Large-scale ag. family-owned farms. Urban community gardens. Now, food is going even more hyperlocal. Welcome to the vertical farm.

Sunset

Photograph by Erik Cutter

By Heather Hansman

Large-scale ag. Family-owned farms. Urban community gardens. Now, food is going even more hyperlocal: welcome to the vertical farm.

This summer, Erik Cutter opened Alegria Fresh, the west coast’s first commercial vertical farm, because he wanted to give his community a small-scale way to get large amounts of greens.
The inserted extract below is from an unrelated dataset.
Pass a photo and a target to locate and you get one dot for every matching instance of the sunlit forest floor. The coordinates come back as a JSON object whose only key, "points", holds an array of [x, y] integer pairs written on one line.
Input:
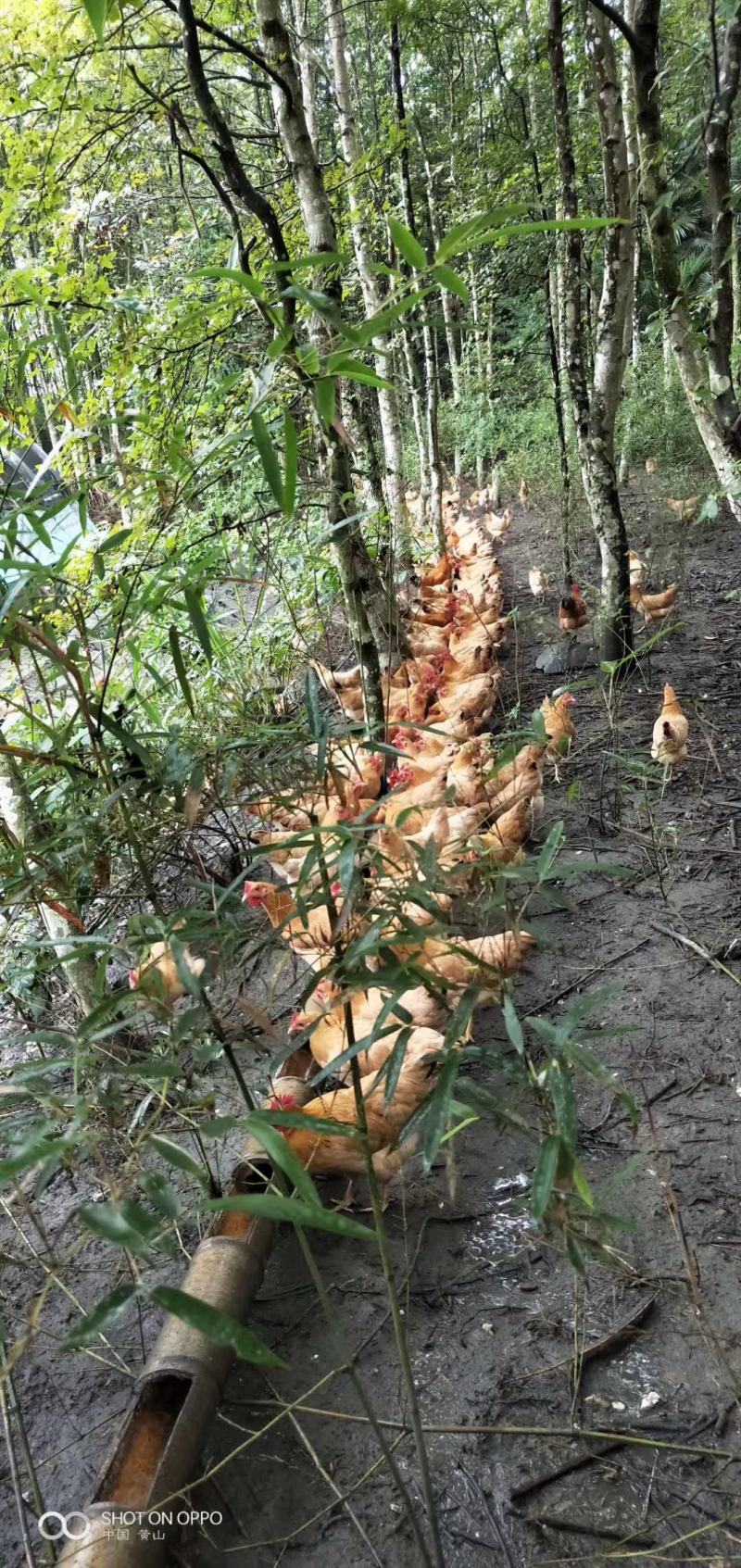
{"points": [[502, 1330]]}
Alegria Fresh sits on a quarter acre in Laguna Canyon, and uses 170 Verti-Gro towers, which stack plants to help them irrigate each other using minimal water and a soil-like blend of materials*. On the tiny plot he grows 10,000 plants: enough kale, chard, and salad greens to feed the surrounding towns for weeks.

Right now, the farm operates as a CSA, so you can get greens delivered if you’re a Laguna local, but Cutter says he plans to scale up and build more vertical farms in Southern California. He says his model is a sustainable, low-resource alternative to large-scale agriculture, and to keep people in the west connected to their food, especially in the face of drought and climate change.

“We’re running out of farmland in California,” he says.